Menschen mit COVID-19, insbesondere solche, die auf einer Intensivstation landen, sind bereits anfällig für Sekundärinfektionen. Andere Länder haben einige wenige Post-COVID-19-Pilzinfektionen gemeldet, darunter der Oman, der am 15. Juni seine ersten Mucormykose-Infektionen bei COVID-19-Patienten meldete. „In den Vereinigten Staaten wurden einige Fälle gemeldet, aber es waren nur sehr wenige“, sagt Stuart Levitz, ein behandelnder Arzt am Memorial Medical Center der University of Massachusetts in Worcester. Allerdings entspricht kein Land der schieren Zahl der Fälle von schwarzem Pilz, die derzeit in Indien gemeldet werden.

So kam ein perfekter Sturm von Bedingungen zusammen, um den Ausschlag von schwarzen Pilzinfektionen des Landes zu verursachen.

Pilz unter uns

Mucorales, die Gruppe von Pilzen, die für die Mucormykose verantwortliche Schimmelpilze umfasst, ist in heißen und feuchten Klimazonen wie Indien allgegenwärtig. Schon vor der Pandemie war die geschätzte Rate dieser Pilzinfektionen in Indien also viel höher als an jedem anderen Ort der Welt.

„Die Umwelt hat so viele Sporen, dass sie zu einem Problem wird, wenn man ihr einen fruchtbaren Boden gibt“, sagt Arunaloke Chakrabarti, medizinische Mykologin am Postgraduate Institute of Medical Education & Research in Chandigarh, Indien.

Indien hat typischerweise 140 Fälle von Mukormykose pro Million Einwohner, schätzten er und ein Kollege in einer Studie vom März 2019 in der Zeitschrift für Pilze. „Das ist das 70-fache der westlichen Welt“, sagt Chakrabarti. Im Vergleich dazu gibt es in den Vereinigten Staaten etwa 3 Fälle pro Million Einwohner, schätzten die Forscher.

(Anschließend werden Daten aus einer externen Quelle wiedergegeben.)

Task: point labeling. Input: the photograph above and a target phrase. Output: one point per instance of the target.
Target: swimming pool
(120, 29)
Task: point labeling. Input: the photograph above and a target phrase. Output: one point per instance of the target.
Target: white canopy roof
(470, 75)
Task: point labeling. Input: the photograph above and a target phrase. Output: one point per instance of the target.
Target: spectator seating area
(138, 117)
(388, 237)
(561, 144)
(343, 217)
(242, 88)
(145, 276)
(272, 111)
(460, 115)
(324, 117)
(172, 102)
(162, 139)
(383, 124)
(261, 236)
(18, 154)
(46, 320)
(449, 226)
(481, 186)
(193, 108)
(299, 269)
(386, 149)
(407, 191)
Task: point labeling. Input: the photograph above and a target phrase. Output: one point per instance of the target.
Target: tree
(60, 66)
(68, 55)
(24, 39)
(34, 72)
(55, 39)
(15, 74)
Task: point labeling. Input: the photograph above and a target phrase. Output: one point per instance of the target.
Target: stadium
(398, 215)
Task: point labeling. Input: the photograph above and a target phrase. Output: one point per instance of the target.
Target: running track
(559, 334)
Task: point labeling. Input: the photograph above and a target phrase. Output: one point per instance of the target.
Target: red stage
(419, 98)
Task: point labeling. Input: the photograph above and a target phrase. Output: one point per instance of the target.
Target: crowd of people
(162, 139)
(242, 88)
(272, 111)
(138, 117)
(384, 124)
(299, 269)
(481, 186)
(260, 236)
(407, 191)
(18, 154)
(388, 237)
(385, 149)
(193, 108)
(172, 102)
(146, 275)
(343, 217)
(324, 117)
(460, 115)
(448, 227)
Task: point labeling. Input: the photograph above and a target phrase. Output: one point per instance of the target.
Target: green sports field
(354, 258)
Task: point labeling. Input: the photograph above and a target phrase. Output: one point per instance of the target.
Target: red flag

Trotz der Allgegenwart dieser Pilzsporen in Indien sind Infektionen bei Gesunden recht selten. Aber hier kommen andere Faktoren dieses perfekten Sturms ins Spiel.

Rhizopus arrhizus, einer von die Schimmelpilze, die für oft tödliche Infektionen mit „Schwarzen Pilzen“ verantwortlich sind, sind in warmen Klimazonen wie Indien allgegenwärtig. Für gesunde Menschen ist es normalerweise harmlos, kann aber bei Menschen mit einem geschwächten Immunsystem wie COVID-19-Patienten verheerende Folgen haben.Dr. Hardin/CDC

Fruchtbaren Boden

Menschen mit unkontrolliertem Diabetes haben ein hohes Risiko, an der Pilzinfektion zu erkranken, wie Studien gezeigt haben. Denn wenn der Blutzuckerspiegel ansteigt, wird der pH-Wert des Blutes sauer, was eine günstige Umgebung für das Gedeihen des Pilzes schafft. Diabetes „überschattet alle anderen Risikofaktoren“, sagt Chakrabarti.

Angesichts des Rufs Indiens als Diabetes-Hauptstadt der Welt – mit geschätzten 77 Millionen Diabetikern – ist das eine schlechte Nachricht. „Auch jede achte Person, die ins Krankenhaus eingeliefert wurde [has] Diabetes oder während des Krankenhausaufenthalts einen hohen Blutzuckerspiegel entwickelt“, sagt Kalantri.

Indien war also bereits ein fruchtbarer Boden für Mucormykose-Infektionen. Dann schlug die Pandemie ein. Verzweifelt nach Behandlungen haben sich Ärzte und Familien bemüht, Patienten eine der wenigen Behandlungen für COVID-19 zu verschaffen: Steroide. Studien haben gezeigt, dass Medikamente wie Dexamethason das Sterberisiko von schwerkranken COVID-19-Patienten verringern können (SN: 02.09.20).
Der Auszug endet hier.